But Paul sides with the Progs in criticizing Weinberger’s refusal to affirm unequivocally that the Moran Plant will remain publicly owned. The mayor’s stated unwillingness to have his “hands tied” by a Prog-backed resolution urging such a commitment temporarily soured relations between Weinberger and the four-member leftist minority on the 14-person council.
The Progs and the top Dem are now back to talking regularly, Tracy reports. And Weinberger, for his part, sees a more collegial process between city hall and the city council in comparison to the “divisions and acrimony” of previous years.
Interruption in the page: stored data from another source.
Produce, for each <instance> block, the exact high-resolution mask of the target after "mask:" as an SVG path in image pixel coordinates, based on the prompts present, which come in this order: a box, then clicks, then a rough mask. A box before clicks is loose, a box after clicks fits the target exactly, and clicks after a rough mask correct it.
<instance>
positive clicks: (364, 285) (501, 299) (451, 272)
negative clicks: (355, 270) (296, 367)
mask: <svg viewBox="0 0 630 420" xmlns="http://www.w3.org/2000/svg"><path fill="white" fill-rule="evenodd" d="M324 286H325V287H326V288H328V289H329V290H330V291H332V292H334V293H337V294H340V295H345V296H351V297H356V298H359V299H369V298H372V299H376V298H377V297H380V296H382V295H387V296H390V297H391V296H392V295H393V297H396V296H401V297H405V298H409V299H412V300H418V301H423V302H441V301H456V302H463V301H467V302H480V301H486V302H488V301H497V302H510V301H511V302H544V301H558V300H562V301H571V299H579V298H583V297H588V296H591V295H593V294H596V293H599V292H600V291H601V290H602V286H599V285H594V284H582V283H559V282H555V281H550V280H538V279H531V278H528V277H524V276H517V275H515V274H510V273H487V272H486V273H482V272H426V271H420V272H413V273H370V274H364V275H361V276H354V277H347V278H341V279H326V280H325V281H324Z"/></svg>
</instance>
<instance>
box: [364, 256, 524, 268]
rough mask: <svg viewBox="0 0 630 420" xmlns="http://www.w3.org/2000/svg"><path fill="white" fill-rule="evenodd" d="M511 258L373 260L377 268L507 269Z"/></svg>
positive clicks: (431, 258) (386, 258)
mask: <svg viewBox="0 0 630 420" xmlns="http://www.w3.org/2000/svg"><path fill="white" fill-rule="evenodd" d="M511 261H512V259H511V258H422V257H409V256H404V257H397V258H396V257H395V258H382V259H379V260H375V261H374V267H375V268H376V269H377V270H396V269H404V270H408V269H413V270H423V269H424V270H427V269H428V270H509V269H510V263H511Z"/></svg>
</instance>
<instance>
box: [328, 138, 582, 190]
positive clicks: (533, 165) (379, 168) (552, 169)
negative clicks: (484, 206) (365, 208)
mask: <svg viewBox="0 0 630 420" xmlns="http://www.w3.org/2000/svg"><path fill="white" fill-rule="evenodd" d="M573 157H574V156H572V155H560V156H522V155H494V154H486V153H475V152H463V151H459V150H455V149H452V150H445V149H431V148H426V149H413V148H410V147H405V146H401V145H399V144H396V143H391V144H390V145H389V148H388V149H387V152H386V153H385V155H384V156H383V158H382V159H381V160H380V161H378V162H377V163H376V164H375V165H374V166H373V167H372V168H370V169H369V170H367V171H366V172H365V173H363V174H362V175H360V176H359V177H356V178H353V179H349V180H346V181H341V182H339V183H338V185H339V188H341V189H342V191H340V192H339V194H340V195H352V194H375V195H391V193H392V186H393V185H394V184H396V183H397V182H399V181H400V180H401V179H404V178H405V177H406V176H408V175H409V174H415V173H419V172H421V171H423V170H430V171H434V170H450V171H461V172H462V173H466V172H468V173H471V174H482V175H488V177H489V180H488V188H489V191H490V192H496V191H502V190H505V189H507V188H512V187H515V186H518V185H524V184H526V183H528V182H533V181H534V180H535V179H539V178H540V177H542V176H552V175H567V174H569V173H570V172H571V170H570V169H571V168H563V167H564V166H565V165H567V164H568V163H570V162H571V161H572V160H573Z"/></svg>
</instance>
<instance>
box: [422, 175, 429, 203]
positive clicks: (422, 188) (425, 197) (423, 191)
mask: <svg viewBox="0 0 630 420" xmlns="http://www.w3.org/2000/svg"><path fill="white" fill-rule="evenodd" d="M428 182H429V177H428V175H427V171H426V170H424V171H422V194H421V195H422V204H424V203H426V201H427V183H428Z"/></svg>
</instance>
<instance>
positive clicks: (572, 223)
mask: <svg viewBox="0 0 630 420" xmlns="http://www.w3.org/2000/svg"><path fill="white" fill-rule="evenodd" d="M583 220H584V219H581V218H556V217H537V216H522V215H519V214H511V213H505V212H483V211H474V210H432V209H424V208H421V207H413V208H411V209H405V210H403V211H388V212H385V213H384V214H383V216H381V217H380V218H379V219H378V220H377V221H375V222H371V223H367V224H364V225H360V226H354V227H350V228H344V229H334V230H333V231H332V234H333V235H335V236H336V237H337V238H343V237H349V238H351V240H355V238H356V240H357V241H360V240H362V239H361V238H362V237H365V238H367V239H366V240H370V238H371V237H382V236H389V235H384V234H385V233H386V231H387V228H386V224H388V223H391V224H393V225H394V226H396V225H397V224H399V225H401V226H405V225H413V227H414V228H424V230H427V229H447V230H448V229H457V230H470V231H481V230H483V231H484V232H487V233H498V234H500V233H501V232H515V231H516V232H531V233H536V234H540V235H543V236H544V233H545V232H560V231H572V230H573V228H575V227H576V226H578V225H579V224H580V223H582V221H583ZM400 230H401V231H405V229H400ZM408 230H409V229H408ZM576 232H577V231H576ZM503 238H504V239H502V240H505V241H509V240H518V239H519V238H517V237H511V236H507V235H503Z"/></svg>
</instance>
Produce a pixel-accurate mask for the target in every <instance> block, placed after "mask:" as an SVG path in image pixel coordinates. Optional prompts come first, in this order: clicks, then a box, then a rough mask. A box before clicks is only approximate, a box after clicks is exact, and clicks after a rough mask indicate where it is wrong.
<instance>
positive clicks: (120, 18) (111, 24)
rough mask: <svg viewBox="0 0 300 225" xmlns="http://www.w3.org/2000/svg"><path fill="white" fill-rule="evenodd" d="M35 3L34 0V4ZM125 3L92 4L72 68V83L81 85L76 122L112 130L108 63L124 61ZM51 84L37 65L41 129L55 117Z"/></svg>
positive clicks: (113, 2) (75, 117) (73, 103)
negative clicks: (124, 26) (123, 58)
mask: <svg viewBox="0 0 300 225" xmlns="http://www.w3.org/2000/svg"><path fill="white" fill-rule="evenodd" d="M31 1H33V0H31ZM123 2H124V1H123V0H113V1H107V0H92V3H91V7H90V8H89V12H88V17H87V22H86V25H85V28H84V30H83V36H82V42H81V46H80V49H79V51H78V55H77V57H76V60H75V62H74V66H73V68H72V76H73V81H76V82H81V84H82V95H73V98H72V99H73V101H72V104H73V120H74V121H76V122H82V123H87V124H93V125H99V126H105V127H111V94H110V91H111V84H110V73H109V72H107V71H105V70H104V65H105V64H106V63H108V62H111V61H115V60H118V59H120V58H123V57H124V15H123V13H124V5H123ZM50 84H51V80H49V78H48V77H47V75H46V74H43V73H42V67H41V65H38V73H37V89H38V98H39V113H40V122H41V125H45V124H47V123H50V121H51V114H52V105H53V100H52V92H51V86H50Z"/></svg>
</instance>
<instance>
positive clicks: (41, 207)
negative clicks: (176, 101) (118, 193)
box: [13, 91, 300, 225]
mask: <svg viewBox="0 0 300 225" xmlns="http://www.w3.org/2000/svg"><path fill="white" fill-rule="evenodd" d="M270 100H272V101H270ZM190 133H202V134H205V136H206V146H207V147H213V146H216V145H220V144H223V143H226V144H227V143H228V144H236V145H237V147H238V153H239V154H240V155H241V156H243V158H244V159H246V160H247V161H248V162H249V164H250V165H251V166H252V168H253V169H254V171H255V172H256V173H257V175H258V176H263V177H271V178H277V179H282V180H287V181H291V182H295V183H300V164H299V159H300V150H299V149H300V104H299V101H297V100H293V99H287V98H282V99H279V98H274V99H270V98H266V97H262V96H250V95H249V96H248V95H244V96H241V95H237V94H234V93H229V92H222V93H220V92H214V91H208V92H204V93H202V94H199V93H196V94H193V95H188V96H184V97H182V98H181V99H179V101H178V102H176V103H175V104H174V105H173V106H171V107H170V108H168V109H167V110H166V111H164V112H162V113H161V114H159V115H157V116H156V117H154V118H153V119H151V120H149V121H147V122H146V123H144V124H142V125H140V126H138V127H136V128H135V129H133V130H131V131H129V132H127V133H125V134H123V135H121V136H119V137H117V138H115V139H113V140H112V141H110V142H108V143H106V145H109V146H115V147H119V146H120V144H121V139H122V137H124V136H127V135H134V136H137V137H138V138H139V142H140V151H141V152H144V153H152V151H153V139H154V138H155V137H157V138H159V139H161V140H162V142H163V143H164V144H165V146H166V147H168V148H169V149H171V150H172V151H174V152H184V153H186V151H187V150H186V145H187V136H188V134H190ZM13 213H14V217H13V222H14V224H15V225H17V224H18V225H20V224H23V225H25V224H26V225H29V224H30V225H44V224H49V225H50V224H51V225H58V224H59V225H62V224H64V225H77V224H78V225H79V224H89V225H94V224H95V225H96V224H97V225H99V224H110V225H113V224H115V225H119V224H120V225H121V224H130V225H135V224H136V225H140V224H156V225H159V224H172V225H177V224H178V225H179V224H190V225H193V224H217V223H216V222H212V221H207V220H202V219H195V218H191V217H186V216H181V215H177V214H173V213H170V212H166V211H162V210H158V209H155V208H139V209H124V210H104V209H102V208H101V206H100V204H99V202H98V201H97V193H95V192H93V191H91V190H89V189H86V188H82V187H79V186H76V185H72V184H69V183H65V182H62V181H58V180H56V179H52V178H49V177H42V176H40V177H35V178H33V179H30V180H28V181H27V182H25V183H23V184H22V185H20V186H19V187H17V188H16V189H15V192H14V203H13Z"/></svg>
But with the Democratic mayor so secure in his political ascendancy, Kurt Wright sees reason to worry about one-party domination. “Burlington is known as a place where political issues are discussed freely and with passion,” Wright says. “I want to make sure that kind of debate isn’t stifled,” he adds, citing Weinberger’s smackdown of Ward 7 Republican Paul Decelles for casting the lone council vote against his fiscal stability bond.
Siegel offers the same cautionary note, saying she’s struck by how often the council’s seven Dems vote as a bloc. “I’m not opposed to the Democrats; I’m not opposed to Miro; I’m not opposed to most of the things on his agenda,” Siegel insists. “But I am opposed to a situation where one party can get a rubber stamp for whatever it wants.
“We need more democracy,” she says, “not less.”
(Disclosure: Tim Ashe is the domestic partner of Seven Days publisher and coeditor Paula Routly.)
The print version of this article was headlined "The Miro Show".